Wind disasters have an affect on the world’s billions of people and more than often, when disaster strikes, it hits the poorest of the poor.

You are in a city or town hit by a cyclone, typhoon or hurricane. The first breeze – the ones that make the trees bend – arrives quite slowly but increases in intensity either in a matter of hours or days.

In the sophisticated western world, warnings and forecasts are published early and all affected will know what is to be expected and can make precautious arrangements, yet in remoter, poor and rural areas in Asia lets say, there are no such communication facilities and residents are left to their own devices.

…and then the full force of nature strikes home to devastating affect. Full scaled Hurricanes, Typhoons, Cyclones ravage across your land and takes everything with it which is in its way.

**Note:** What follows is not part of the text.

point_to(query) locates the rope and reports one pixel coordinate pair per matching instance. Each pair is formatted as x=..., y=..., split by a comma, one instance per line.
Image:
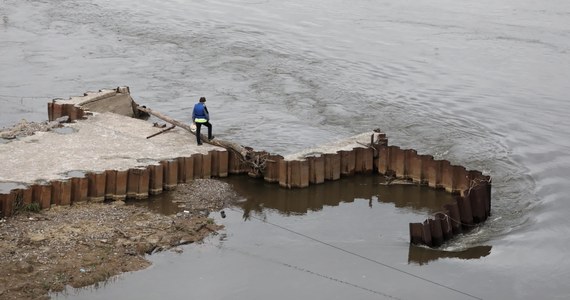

At the greatest risk are humans which are poor, and more than often live in a country with corrupt, dishonest or ineffective government.

The odds are quite high that you already do so. This is because more than half the world lives in cities. By 2010, 73% of the world’s urban dwellers will be in the developing world and many of them will be in unregulated housing. There are a billion people already living in shanty towns and slums, and this figure is rising by 25 million a year.

If the walls collapse and the roof falls in, they are more likely to do so in your slum tenement, or at your children’s school, or in the shabby sweatshop where you hope to make a dollar a day.

Vanuatu, the coral island paradise in the Pacific for example, has the dubious honour of being home to the greatest number of potential fatalities in a tropical cyclone, as a proportion of population, with St Kitts and Nevis in the Caribbean not far behind. Both groups of islands lie in the paths of tropical storms. And both are poor.

The number of people in Japan at risk from typhoons is more or less the same number as those at risk in the Philippines. However, fatalities in the Philippines are 17 times more likely than in Japan. It pays, in every sense, not to be poor.

Natural disasters hurt the rich, too. The world’s most costly natural disasters have been in the United States and Japan. But both countries have huge, resilient economies, and their citizens have insurance policies, jobs to go to, money in the bank, good roads, helpful communities and governments with a clear idea of how to respond. Individuals suffer, but communities recover.

Natural disasters exact a terrible and enduring toll on the poorest countries. People who escape with their lives may lose everything else in a flood or cyclone: family, house, crops, livestock, tools, bedding, stores, friends, roads, schools – and the nearest medical clinic. They may also live under a government that can do nothing, or will do nothing, to help.

And because of population and economic growth, greenhouse gases increase, so the frequency and intensity of climate-related hazards is also likely to grow.

Here is a summary of the world’s biggest wind disasters in human history. It is by far not complete but should give you an impressive overview about the power of wind.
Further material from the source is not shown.